Monday, July 22, 2024

Do not post Rant

 "You don't want to work? Don't care about green? How can you decipher your value then?"

A FB status of mine from Jan 2016. I had started working when I was 12. Come junior year of highschool I switched to work study.. Freshman year of college and I was working 4 other jobs at the same time as going to classes fulltime..

I hated money, I grew up ever-aware of how its absence affected life. Well, not at first, as a child, everything is, as it is. It is not until we have the capacity for comparisons that the sting of inequality sets in.

then in 2013 I was injured at MT, fired, and left with medical debt from the injury, and left with the injury, no treatment or PT ever received.

Later in 2018 working for a completely different company, injured, and left with nothing but another injury and downward spiral since.

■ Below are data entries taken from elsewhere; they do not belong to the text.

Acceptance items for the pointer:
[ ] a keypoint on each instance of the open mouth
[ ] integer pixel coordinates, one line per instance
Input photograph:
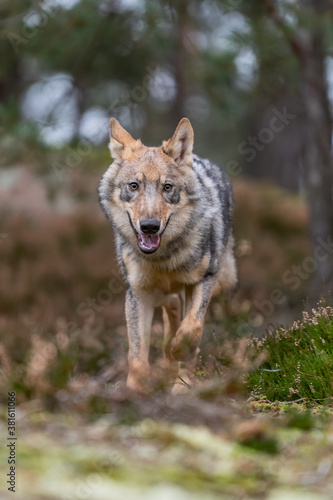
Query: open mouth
(148, 243)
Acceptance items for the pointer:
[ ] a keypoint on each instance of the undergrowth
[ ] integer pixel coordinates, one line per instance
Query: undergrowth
(299, 361)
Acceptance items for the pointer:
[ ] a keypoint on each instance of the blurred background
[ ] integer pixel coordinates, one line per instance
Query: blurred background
(256, 80)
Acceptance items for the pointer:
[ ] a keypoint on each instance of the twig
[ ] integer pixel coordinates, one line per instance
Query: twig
(185, 383)
(308, 374)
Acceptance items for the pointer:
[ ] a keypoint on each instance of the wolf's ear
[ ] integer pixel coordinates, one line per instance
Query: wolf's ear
(119, 139)
(180, 146)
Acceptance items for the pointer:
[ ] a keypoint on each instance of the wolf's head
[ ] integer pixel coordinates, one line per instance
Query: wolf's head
(148, 192)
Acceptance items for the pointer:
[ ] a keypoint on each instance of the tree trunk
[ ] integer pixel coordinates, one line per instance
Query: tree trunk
(307, 42)
(317, 158)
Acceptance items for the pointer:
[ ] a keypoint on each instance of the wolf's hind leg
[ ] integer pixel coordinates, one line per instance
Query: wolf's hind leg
(184, 346)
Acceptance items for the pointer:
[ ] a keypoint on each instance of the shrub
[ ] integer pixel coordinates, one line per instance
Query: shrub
(300, 359)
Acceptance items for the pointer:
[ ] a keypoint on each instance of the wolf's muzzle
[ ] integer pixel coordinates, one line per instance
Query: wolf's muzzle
(150, 226)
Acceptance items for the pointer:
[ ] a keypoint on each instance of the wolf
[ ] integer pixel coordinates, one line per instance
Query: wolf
(171, 214)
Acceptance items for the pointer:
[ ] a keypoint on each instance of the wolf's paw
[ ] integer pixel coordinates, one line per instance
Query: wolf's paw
(186, 342)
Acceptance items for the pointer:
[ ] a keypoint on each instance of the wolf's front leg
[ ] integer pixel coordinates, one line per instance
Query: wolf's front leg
(139, 315)
(184, 345)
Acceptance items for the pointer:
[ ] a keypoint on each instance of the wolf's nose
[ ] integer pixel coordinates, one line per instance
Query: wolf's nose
(150, 226)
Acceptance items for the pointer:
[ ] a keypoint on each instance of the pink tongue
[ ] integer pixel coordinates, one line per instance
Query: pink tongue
(149, 241)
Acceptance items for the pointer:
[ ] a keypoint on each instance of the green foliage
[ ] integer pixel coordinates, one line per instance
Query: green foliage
(300, 359)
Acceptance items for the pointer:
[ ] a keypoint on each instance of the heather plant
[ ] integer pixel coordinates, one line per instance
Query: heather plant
(299, 360)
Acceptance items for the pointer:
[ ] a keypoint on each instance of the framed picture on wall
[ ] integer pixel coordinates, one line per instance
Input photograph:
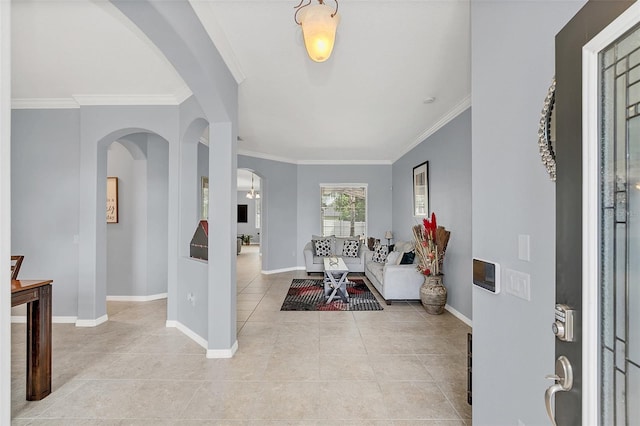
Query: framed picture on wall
(421, 189)
(204, 197)
(112, 200)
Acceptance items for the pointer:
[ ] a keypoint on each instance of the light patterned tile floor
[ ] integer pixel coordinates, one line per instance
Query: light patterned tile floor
(399, 366)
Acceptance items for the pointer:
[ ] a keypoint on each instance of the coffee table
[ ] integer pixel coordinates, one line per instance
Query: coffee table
(335, 279)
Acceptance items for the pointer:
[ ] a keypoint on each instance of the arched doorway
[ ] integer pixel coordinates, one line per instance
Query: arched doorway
(137, 240)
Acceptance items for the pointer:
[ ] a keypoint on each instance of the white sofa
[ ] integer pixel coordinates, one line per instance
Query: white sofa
(315, 263)
(394, 282)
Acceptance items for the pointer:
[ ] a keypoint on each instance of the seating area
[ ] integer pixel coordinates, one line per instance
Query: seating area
(394, 280)
(350, 249)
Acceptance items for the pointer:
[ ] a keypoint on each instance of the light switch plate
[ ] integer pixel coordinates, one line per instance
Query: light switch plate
(524, 248)
(517, 284)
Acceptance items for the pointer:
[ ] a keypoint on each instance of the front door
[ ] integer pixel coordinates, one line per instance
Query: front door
(598, 213)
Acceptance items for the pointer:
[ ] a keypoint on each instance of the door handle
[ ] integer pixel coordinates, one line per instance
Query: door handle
(564, 383)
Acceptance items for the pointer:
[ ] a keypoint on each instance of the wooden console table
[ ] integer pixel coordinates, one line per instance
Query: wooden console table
(37, 295)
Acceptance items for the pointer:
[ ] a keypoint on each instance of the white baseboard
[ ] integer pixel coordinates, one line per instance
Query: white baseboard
(137, 298)
(277, 271)
(211, 353)
(459, 315)
(22, 319)
(187, 332)
(92, 323)
(223, 353)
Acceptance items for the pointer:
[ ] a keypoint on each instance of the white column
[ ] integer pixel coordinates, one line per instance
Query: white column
(222, 342)
(5, 211)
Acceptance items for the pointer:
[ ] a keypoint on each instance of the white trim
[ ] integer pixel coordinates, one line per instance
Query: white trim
(183, 94)
(590, 207)
(270, 157)
(346, 162)
(76, 101)
(456, 111)
(277, 271)
(92, 323)
(223, 353)
(187, 332)
(5, 211)
(343, 185)
(44, 103)
(148, 298)
(453, 113)
(458, 315)
(22, 319)
(218, 37)
(118, 100)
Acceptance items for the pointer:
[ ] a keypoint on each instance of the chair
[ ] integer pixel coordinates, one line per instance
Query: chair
(16, 262)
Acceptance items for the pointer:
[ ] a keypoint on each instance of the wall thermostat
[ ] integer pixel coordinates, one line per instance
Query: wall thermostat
(486, 275)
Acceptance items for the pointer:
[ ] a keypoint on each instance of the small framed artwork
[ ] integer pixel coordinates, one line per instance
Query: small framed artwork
(204, 197)
(421, 189)
(112, 200)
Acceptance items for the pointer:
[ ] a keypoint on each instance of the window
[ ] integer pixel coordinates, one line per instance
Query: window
(344, 209)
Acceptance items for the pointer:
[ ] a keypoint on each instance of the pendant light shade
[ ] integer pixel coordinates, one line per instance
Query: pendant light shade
(252, 193)
(319, 23)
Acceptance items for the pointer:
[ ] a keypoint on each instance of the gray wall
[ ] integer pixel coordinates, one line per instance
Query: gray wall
(448, 152)
(157, 214)
(378, 180)
(137, 245)
(249, 228)
(512, 67)
(203, 171)
(45, 199)
(280, 248)
(127, 239)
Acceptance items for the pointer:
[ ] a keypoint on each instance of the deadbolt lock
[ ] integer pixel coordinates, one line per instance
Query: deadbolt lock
(564, 325)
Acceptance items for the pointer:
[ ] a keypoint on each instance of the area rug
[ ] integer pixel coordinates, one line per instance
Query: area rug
(308, 295)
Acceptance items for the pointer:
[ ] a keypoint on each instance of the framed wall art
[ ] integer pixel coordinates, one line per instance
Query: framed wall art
(204, 198)
(112, 200)
(421, 189)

I don't think I could ever go back to work. To re-acclimate to mechanical life.. But where and how will I live once the patience and compassion of my parents wane. Perhaps what I thought was clarity is just illness. Everything seems tainted, distorted. I am sorrow-sicken. I can feel my vitality drain. Valiant attempts to counter these forces are short lived. Happiness comes from fewer things. I distance myself from others so as to not bleed on them. I no longer trust others. Oscillating from hermetic isolation, to having 5 conversations simultaneously. erratic unfocused creativity. Inability to complete anything. Aversion/Absence of self care. Repulsed from going anywhere.

This was saved as a draft from 2022, labeled "rant do not post" 
But at this point, 
What does it even matter?
Its been two years, and despite a few upwellings of hope and opportunity, things are still very much the same.